Tous les éléments à connaître avant d’aborder les fugues de J.-S. Bach

La pratique musicale de la fugue à la fin du XVIIe siècle.

I. Nécessité historique d’une conception polythématique des fugues de J.-S. Bach —— II. L’enseignement de l’histoire : le traité de la fugue de F.W. Marpurg —— III. La pratique musicale de la fugue à la fin du XVIIe siècle.

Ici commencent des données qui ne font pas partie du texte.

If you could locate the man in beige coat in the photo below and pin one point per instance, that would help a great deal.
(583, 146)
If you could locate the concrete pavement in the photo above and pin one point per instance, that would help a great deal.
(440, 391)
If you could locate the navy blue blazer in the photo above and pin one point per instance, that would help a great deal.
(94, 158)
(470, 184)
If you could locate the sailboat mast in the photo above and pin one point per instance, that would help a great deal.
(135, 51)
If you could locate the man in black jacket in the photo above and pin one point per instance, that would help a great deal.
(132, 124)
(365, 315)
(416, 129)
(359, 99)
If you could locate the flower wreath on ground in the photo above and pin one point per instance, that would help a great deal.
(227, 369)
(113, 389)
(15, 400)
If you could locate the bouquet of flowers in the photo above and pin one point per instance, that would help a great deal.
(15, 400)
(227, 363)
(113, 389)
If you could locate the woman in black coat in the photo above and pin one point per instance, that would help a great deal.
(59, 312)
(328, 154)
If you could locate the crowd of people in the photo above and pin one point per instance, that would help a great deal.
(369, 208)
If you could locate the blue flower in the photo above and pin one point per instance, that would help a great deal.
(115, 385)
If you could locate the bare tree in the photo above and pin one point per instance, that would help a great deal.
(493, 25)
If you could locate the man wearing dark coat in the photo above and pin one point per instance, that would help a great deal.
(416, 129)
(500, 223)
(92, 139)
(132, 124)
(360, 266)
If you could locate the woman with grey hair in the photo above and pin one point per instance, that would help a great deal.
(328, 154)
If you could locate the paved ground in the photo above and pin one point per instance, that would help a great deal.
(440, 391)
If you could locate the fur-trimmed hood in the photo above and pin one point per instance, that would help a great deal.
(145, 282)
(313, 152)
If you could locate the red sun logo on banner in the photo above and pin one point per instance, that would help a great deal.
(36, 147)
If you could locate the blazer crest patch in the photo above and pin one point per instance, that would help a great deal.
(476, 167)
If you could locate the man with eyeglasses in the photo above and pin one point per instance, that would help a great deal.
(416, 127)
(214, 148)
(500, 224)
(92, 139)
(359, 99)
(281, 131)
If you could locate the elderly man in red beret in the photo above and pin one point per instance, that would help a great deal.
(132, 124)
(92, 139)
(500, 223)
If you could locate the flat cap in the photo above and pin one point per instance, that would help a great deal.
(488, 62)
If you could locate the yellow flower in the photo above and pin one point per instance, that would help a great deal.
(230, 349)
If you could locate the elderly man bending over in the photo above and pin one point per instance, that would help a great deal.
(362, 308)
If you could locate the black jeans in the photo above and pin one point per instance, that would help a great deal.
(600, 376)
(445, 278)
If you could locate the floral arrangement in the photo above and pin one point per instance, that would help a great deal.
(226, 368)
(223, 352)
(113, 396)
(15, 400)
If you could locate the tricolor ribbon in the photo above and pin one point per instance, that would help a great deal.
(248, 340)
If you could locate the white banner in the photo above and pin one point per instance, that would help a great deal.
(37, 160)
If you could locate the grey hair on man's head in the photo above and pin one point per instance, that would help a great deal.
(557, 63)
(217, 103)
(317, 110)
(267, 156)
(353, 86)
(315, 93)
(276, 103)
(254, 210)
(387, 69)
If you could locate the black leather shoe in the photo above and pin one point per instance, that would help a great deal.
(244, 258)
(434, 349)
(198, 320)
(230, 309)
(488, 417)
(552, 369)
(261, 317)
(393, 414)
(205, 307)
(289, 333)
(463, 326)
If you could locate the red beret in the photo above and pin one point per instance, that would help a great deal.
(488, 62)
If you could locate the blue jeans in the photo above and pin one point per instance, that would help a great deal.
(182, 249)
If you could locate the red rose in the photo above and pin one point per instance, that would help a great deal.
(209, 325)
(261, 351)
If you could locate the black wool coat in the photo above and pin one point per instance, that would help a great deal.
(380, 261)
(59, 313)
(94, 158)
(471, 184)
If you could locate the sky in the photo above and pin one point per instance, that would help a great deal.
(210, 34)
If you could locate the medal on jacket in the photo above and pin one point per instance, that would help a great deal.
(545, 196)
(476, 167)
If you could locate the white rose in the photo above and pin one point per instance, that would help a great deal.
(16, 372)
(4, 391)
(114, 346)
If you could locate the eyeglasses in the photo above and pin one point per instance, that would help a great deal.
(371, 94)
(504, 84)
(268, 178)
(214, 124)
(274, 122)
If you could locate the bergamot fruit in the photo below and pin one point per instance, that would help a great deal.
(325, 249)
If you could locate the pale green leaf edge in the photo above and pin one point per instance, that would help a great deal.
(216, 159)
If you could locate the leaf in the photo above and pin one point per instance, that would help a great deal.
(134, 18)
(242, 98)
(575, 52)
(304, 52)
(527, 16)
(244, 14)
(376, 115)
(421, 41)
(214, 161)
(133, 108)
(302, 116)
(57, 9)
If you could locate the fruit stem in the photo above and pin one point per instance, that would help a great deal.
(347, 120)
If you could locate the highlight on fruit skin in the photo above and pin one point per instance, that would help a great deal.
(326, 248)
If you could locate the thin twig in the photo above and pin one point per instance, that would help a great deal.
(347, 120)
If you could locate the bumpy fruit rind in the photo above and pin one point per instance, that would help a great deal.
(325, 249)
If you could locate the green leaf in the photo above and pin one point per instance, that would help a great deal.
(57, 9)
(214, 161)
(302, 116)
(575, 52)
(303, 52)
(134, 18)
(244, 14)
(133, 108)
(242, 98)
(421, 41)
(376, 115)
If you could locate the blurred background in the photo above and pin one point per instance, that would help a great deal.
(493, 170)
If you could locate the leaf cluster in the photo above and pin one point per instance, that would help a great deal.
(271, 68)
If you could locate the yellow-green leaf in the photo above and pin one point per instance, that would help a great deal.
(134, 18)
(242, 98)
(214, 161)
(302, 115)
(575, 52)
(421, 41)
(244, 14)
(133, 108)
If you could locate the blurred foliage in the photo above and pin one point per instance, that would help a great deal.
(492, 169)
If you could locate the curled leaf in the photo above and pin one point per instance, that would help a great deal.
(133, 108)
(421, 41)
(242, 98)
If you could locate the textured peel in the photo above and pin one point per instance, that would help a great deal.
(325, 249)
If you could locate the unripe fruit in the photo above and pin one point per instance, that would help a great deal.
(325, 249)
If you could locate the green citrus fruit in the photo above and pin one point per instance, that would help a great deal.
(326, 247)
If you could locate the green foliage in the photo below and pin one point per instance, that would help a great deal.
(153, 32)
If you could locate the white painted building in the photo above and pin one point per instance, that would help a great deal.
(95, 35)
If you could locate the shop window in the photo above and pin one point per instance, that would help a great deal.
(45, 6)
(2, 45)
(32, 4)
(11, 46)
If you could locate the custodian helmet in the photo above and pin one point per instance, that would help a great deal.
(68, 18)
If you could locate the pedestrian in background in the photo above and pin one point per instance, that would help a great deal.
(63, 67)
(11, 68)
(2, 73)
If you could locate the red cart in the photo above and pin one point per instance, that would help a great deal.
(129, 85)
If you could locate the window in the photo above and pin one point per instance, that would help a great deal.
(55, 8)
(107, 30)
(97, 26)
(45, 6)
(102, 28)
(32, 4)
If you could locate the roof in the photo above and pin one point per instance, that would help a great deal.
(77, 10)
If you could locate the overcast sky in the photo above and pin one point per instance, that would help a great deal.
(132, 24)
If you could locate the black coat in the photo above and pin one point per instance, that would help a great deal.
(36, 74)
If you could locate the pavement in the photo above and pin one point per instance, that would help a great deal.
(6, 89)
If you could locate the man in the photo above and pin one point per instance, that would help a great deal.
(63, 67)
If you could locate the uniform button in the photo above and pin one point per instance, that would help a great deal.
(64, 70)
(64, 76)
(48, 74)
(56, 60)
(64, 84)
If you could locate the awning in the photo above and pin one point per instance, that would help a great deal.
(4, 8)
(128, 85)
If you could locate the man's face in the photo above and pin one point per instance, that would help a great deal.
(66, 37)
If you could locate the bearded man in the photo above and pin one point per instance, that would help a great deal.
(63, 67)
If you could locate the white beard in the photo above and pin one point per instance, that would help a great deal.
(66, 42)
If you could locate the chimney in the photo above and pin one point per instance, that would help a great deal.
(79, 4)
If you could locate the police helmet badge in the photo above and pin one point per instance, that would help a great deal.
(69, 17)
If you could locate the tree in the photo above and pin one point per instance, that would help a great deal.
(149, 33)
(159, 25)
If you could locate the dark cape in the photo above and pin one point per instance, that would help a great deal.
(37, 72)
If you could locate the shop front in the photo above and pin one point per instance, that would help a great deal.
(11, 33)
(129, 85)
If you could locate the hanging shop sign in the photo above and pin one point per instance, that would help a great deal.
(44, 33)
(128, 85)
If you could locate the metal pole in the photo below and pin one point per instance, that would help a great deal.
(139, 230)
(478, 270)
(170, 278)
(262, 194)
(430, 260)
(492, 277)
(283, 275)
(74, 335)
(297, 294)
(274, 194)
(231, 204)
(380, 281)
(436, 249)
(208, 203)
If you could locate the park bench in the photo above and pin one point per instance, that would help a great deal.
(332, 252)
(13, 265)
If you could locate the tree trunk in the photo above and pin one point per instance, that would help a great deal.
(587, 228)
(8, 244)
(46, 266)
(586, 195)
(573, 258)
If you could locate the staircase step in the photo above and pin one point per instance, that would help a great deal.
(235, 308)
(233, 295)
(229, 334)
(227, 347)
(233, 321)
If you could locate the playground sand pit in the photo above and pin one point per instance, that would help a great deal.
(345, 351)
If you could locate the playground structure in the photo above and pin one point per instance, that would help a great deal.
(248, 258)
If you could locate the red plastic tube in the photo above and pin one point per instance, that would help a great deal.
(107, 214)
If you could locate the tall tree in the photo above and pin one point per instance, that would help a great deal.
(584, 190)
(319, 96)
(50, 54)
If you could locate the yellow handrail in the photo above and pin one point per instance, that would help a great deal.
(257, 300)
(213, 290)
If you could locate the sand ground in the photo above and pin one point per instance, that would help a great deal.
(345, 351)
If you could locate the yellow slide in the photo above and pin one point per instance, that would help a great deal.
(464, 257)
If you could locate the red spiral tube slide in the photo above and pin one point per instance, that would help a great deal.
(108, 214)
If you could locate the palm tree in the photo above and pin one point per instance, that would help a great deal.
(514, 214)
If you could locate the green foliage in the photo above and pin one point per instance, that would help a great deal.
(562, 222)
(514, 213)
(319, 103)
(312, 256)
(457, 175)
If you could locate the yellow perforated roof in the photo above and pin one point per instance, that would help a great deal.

Le meilleur moyen de vérifier les théories développées par F. W. Marpurg est de procéder à un rapide bilan de la fugue dans l'environnement baroque à la fin du XVIIe et au début du XVIIIe siècles.

Fugue à un sujet

La grande majorité des fugues sont à un seul sujet. En France, toutes les fugues sont monothématiques. Les œuvres des compositeurs les plus en vue sont toujours des fugues simples : LambertChaumont (v. 1630-1712), Nicolas Marchand (1669-1732), Charles Nivers (v. 1632-1714), Nicolas Raison (v. 1650-1719). Ces compositeurs ne pratiquent pas le contresujet. Je ne citerai, pour mémoire, que cet extrait de F. Couperin (1668-1733) de sa Messe pour les couvents (1690), pour orgue : Il s'agit de la Fugue sur la Trompette du 2e couplet du kyrie :

C'est encore une fugue simple, sans contresujet.

La fugue est d'ailleurs, à cette époque, peu cultivée en France : ceci explique peut-être cela.

En Allemagne aussi, la grande majorité des compositeurs oeuvrent avec un seul sujet : Johann Pachelbel (1653-1706), début d'une fugue ordinaire:

Georg Muffat (1653-1704) dans son Apparatus musico organisticus (1690). La majorité de ses fugues sont à un seul sujet ; tel l'Allegro de la Toccata Undecima.

C'est aussi le cas pour les rares fugues de Georg Bohm (1661-1733), dont cette fugue réalisée sur le thème du choral : Christ lag in Todesbanden:

Enfin Dietrich Buxtehude (c1637- 1707) n'est pas en reste avec ses contemporains, comme en témoigne cet exemple : (Bux WV 147).

Mais tout ceci ne nous dit encore rien de la finalité artistique propre à Jean-Sébastien Bach.

Fugue à plusieurs sujets

Il y a toutefois un léger espoir. Il nous vient d'Italie. Dans ce pays, l'on cultive le ricercar, que l'on présente à juste titre dans les manuels scolaires comme l'ancêtre de la fugue. Vers 1680, G. Strozzi, par exemple, écrit une œuvre qui s'intitule Ricercata prima del primo tono naturale con quattro sogetti. C'est cependant vers le compositeur Bernardo Pasquini (1637- 1710) que je me tournerai pour illustrer, en Italie, la pratique des fugues à deux sujets. Cette fuga montre une exposition à deux thèmes comme nous le relate Marpurg:

Les deux sujets sont exposés quasi simultanément, comme c'est toujours pratiquement le cas lorsqu'apparaît la fugue double. La réponse et le renversement des sujets peuvent se vérifier à la mesure 3. Ce second thème est parvenu jusqu'en Allemagne par des émules comme G. Muffat qui ont été chercher une partie de leur enseignement chez les compositeurs du Sud. Voici, à titre d'exemple, une première fugue à deux sujets qui présente le même type d'exposition que les modèles italiens.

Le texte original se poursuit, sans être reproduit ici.